According to Malene A. Little in the Encyclopedia of Medieval Literature, The memorable but mysterious Corpus Christi Carol is one of the best-known but most difficult of the late medieval English lyrics. Early carols like this one were not necessarily connected with any particular season, but were rather songs of joy, particularly of religious joy. The “Lully, lullay, lully, lullay . . .” refrain is the aspect of this poem that characterizes it technically as a “carol.” The earliest extant version of the lyric appears in the Balliol College MS 354, the commonplace book of Richard Hill compiled 1503–36. Hill was a London grocer who delighted in lists and riddles; thus the enigmatic carol’s appeal to him is obvious. The Corpus Christi Carol has been interpreted in numerous ways. Some believe it relates to the ancient fertility myth of “The Fisher King,” which was Christianized and modified in Arthurian literature as part of the Holy Grail legend. “The Fisher King” is the story of a man who is constantly dying and never reaches death, and his ultimate redemption by the Grail Knight—a redemption suggested in the final stanza, where the Eucharist, the celebration of Corpus Christi or the body of Christ, is suggestive of the Holy Grail.

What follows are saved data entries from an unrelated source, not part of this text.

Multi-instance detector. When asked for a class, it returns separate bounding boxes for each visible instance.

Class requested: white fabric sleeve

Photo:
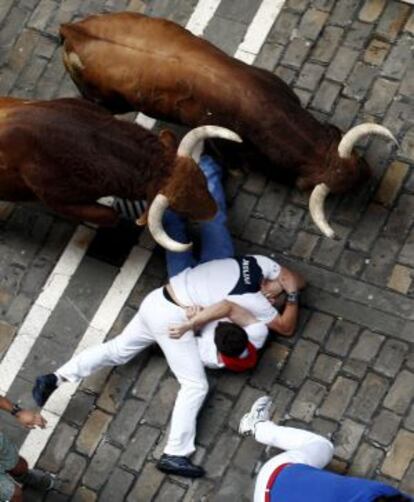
[228,292,278,324]
[245,322,269,349]
[253,255,281,280]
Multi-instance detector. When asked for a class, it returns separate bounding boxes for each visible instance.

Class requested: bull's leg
[48,202,119,226]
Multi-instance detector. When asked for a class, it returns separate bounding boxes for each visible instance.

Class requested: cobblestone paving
[0,0,413,500]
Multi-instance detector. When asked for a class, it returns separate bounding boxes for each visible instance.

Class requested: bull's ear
[159,129,178,152]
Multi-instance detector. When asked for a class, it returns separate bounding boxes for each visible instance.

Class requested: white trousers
[57,288,208,457]
[253,422,334,502]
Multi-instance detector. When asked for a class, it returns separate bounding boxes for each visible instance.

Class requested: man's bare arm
[0,395,13,413]
[279,267,306,291]
[169,301,257,338]
[0,395,47,429]
[267,302,298,337]
[169,300,232,338]
[266,269,302,337]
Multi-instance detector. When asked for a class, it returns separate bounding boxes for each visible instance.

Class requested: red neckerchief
[220,342,258,372]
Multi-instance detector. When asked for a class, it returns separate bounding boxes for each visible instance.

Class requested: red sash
[264,463,291,502]
[220,342,258,372]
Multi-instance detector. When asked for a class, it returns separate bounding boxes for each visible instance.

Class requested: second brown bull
[60,12,397,238]
[0,97,241,251]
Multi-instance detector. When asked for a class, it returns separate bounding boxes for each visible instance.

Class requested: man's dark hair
[214,322,248,357]
[374,495,411,502]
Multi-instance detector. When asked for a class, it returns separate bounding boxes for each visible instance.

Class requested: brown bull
[0,97,241,250]
[60,12,397,238]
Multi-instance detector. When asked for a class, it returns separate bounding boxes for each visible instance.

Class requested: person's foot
[17,469,54,491]
[32,374,58,406]
[239,396,272,437]
[157,454,205,478]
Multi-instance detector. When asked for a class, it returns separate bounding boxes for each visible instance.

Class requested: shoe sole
[156,465,205,478]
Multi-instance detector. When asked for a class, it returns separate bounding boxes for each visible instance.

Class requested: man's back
[271,464,402,502]
[170,255,280,305]
[170,258,239,305]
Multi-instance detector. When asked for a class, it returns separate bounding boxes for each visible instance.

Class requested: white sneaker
[239,396,272,437]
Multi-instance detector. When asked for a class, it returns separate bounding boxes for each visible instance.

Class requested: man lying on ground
[0,395,53,502]
[31,294,279,479]
[32,155,304,479]
[239,396,411,502]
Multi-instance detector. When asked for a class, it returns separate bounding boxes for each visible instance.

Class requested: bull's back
[0,98,37,199]
[0,98,163,201]
[60,12,256,123]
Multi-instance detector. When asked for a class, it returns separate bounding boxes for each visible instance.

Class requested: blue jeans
[163,155,234,277]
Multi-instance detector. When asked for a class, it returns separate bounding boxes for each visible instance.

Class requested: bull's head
[143,126,242,251]
[308,124,397,239]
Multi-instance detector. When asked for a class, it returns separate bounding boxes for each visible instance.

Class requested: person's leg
[0,473,20,502]
[0,433,21,502]
[8,457,53,494]
[57,313,153,382]
[198,155,234,262]
[136,289,207,477]
[239,397,334,502]
[33,311,154,405]
[254,421,334,468]
[163,209,195,277]
[156,331,209,458]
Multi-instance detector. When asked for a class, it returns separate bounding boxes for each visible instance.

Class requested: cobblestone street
[0,0,413,500]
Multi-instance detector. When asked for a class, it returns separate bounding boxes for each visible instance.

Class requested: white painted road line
[20,233,154,467]
[0,225,95,395]
[135,0,222,129]
[186,0,222,36]
[235,0,286,64]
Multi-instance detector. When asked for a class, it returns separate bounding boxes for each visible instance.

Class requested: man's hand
[185,306,203,320]
[279,275,298,294]
[169,321,193,339]
[16,410,47,429]
[279,269,303,294]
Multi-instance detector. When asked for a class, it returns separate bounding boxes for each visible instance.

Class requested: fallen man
[31,270,298,478]
[0,395,53,502]
[239,396,411,502]
[32,155,304,479]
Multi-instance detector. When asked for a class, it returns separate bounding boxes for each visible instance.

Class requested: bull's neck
[247,98,335,171]
[108,153,173,202]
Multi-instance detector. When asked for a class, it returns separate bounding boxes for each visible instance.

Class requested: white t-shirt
[170,255,281,308]
[197,321,268,369]
[227,292,277,324]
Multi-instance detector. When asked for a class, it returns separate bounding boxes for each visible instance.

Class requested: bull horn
[144,194,192,252]
[338,124,398,159]
[309,183,337,239]
[177,126,242,160]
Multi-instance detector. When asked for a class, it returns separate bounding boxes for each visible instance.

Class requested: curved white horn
[177,125,242,159]
[309,183,336,239]
[145,194,192,252]
[338,124,398,159]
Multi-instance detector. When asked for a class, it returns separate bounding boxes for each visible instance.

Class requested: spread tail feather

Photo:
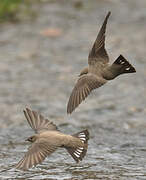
[66,130,89,163]
[113,55,136,74]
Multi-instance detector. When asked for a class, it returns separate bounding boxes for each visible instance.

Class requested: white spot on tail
[79,134,85,138]
[79,147,83,150]
[80,133,85,135]
[80,137,86,141]
[77,149,82,153]
[74,152,80,158]
[126,67,130,70]
[119,60,125,64]
[75,151,80,155]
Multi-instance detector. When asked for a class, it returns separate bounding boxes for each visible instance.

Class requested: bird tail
[113,55,136,74]
[66,130,89,163]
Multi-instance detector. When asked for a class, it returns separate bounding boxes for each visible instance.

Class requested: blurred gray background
[0,0,146,179]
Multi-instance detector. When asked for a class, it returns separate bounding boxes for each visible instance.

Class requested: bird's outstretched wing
[88,11,111,65]
[16,139,57,170]
[24,108,58,133]
[67,74,106,114]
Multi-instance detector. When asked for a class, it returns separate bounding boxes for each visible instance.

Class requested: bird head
[79,67,88,77]
[25,135,37,143]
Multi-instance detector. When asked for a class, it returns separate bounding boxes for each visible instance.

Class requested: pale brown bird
[67,11,136,114]
[16,108,89,170]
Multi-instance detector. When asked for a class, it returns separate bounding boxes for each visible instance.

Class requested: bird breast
[79,67,89,76]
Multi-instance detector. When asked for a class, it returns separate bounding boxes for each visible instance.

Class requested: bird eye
[29,137,33,141]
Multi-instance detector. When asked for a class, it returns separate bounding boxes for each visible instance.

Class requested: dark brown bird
[67,11,136,114]
[16,108,89,170]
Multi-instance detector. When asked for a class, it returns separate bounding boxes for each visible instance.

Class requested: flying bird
[16,108,89,170]
[67,11,136,114]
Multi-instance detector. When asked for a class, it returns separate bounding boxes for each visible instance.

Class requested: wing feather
[88,12,111,64]
[24,108,58,133]
[16,140,57,170]
[67,74,106,114]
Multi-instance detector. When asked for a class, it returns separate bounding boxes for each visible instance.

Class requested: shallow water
[0,0,146,179]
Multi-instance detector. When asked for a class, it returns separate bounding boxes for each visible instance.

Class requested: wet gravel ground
[0,0,146,179]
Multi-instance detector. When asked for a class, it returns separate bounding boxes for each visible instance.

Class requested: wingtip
[24,107,31,113]
[67,109,72,115]
[67,101,74,114]
[107,11,111,18]
[24,108,37,116]
[67,106,76,115]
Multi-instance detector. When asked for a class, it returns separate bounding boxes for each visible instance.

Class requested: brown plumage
[67,11,136,114]
[15,108,89,170]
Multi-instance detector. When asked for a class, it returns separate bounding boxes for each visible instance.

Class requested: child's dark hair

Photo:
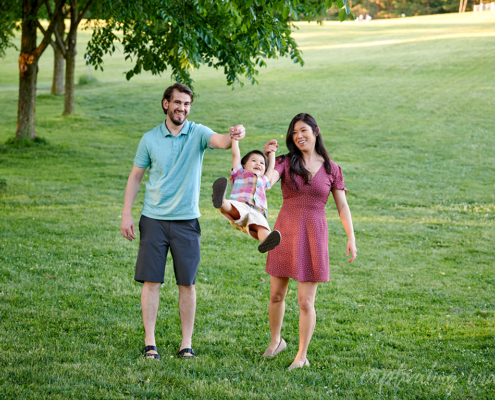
[241,150,268,172]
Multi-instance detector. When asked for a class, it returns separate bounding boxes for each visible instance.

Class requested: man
[120,83,245,360]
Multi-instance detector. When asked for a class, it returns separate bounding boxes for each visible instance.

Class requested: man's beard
[168,110,187,126]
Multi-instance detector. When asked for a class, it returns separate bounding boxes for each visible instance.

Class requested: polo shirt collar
[161,119,190,137]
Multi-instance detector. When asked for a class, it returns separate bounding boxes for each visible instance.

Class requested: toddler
[212,138,281,253]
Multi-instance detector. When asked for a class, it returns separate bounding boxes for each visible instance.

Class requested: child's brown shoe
[212,177,228,208]
[258,230,281,253]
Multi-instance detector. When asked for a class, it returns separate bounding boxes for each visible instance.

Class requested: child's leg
[249,225,282,253]
[251,226,271,242]
[212,178,229,209]
[219,200,241,221]
[212,178,241,220]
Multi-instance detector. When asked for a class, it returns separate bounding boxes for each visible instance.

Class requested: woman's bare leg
[266,276,290,352]
[292,281,318,364]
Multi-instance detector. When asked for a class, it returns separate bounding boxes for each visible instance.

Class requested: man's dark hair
[162,83,194,114]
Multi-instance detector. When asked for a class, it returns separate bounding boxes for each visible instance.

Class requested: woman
[262,113,357,370]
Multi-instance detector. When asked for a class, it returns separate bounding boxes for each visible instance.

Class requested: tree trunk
[462,0,468,12]
[51,16,65,95]
[63,32,76,115]
[17,57,39,140]
[63,3,78,116]
[16,0,40,141]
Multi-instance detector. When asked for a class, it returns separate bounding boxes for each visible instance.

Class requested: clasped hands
[229,125,246,140]
[263,139,279,155]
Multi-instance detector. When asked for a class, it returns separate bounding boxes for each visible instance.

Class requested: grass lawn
[1,12,494,399]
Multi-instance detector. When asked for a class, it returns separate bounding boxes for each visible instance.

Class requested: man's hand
[264,139,279,155]
[121,214,136,241]
[230,125,245,141]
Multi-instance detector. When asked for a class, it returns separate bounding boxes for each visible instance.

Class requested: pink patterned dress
[266,157,347,282]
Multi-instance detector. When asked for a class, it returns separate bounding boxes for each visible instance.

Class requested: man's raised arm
[121,165,147,241]
[209,124,246,149]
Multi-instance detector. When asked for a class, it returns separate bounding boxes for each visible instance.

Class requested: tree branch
[45,0,53,20]
[77,0,94,26]
[53,23,68,58]
[44,0,53,19]
[33,0,66,59]
[36,20,47,36]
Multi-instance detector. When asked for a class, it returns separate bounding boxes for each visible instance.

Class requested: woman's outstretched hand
[347,237,357,263]
[264,139,278,155]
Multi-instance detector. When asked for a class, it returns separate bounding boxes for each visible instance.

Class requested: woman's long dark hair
[280,113,332,189]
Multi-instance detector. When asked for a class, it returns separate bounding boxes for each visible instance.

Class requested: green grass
[1,12,494,399]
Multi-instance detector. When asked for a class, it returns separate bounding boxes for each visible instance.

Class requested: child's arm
[231,139,241,170]
[264,150,276,184]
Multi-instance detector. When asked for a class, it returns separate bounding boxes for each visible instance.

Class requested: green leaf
[345,5,350,14]
[336,0,344,8]
[324,0,333,7]
[339,8,347,22]
[282,6,289,19]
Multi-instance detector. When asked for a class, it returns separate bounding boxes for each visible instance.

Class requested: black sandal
[142,345,161,361]
[177,347,197,359]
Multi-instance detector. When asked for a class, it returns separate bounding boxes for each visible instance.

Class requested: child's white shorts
[221,200,271,240]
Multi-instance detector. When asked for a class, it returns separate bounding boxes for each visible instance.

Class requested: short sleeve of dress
[274,156,287,181]
[331,162,347,195]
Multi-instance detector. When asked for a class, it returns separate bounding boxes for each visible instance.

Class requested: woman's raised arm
[263,139,280,186]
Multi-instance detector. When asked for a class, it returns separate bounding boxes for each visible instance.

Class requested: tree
[50,13,65,95]
[0,0,19,58]
[43,0,94,114]
[17,0,66,140]
[459,0,468,12]
[1,0,353,142]
[0,0,65,141]
[86,0,354,91]
[0,0,94,141]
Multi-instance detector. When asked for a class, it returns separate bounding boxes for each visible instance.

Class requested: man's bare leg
[142,281,161,357]
[178,284,196,356]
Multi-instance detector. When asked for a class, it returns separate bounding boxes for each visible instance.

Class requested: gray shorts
[134,215,201,286]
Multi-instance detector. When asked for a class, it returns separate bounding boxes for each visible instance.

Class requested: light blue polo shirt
[133,119,215,220]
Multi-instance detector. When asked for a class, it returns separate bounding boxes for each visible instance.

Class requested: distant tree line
[327,0,469,19]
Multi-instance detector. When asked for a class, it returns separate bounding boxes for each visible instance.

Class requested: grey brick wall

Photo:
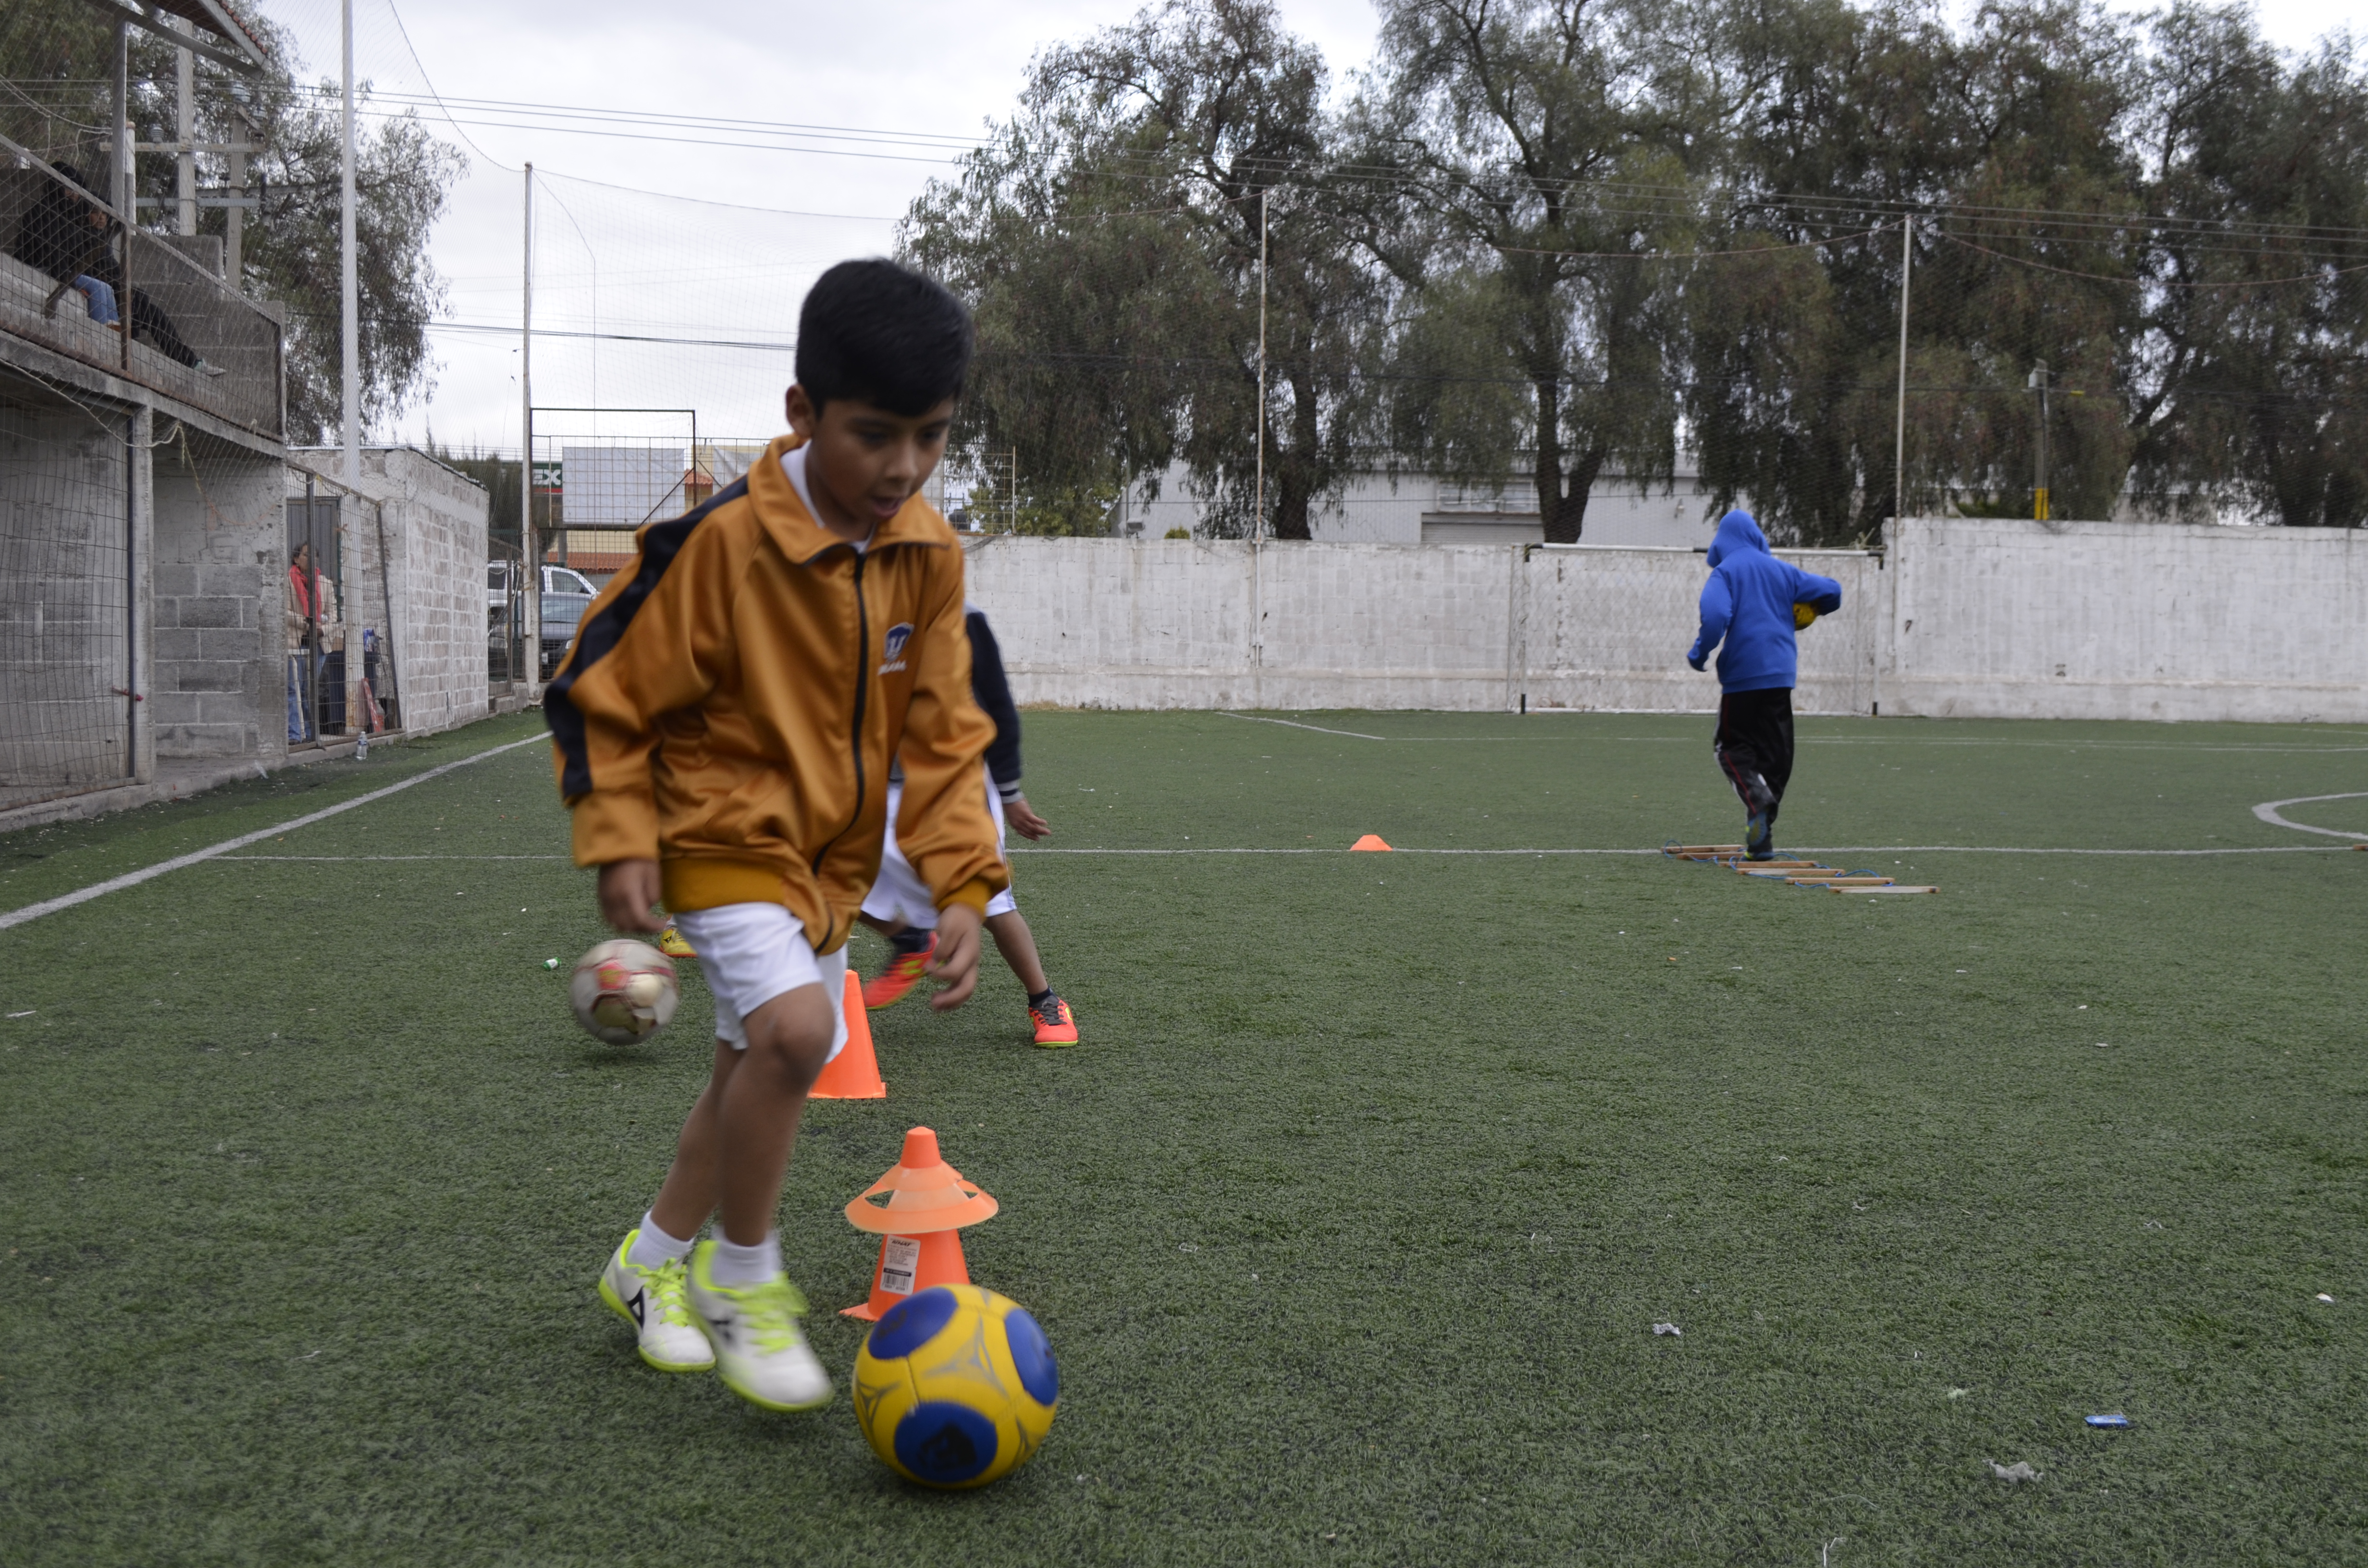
[152,437,284,759]
[290,448,489,738]
[0,396,134,801]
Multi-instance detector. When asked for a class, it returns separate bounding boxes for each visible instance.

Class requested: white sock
[626,1212,695,1269]
[709,1232,783,1288]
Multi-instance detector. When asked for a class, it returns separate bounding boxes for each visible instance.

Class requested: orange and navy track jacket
[544,432,1006,955]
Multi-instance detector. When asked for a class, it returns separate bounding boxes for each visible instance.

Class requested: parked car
[485,560,602,677]
[534,564,600,674]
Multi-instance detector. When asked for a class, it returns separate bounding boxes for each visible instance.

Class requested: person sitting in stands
[9,162,222,376]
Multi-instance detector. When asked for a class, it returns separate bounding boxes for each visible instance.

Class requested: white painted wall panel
[962,521,2365,722]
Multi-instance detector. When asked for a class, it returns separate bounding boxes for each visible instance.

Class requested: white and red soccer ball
[569,939,679,1045]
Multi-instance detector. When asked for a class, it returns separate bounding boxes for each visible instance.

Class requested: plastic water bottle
[356,728,369,760]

That the poem is a description of Holy Communion is suggested by the “hall/That was hanged with purpill and pall,” which signifies curtains around the altar. “And in that bed ther lythe a knight/ His woundes bleding day and night” could be the communion wafer bleeding from being dipped into the communion wine. The music by Benjamin Britten is taken from a larger suite of carols and arranged by the composer for voice and piano as a gently pulsed and plaintively evocative anthem that highlights the text throughout.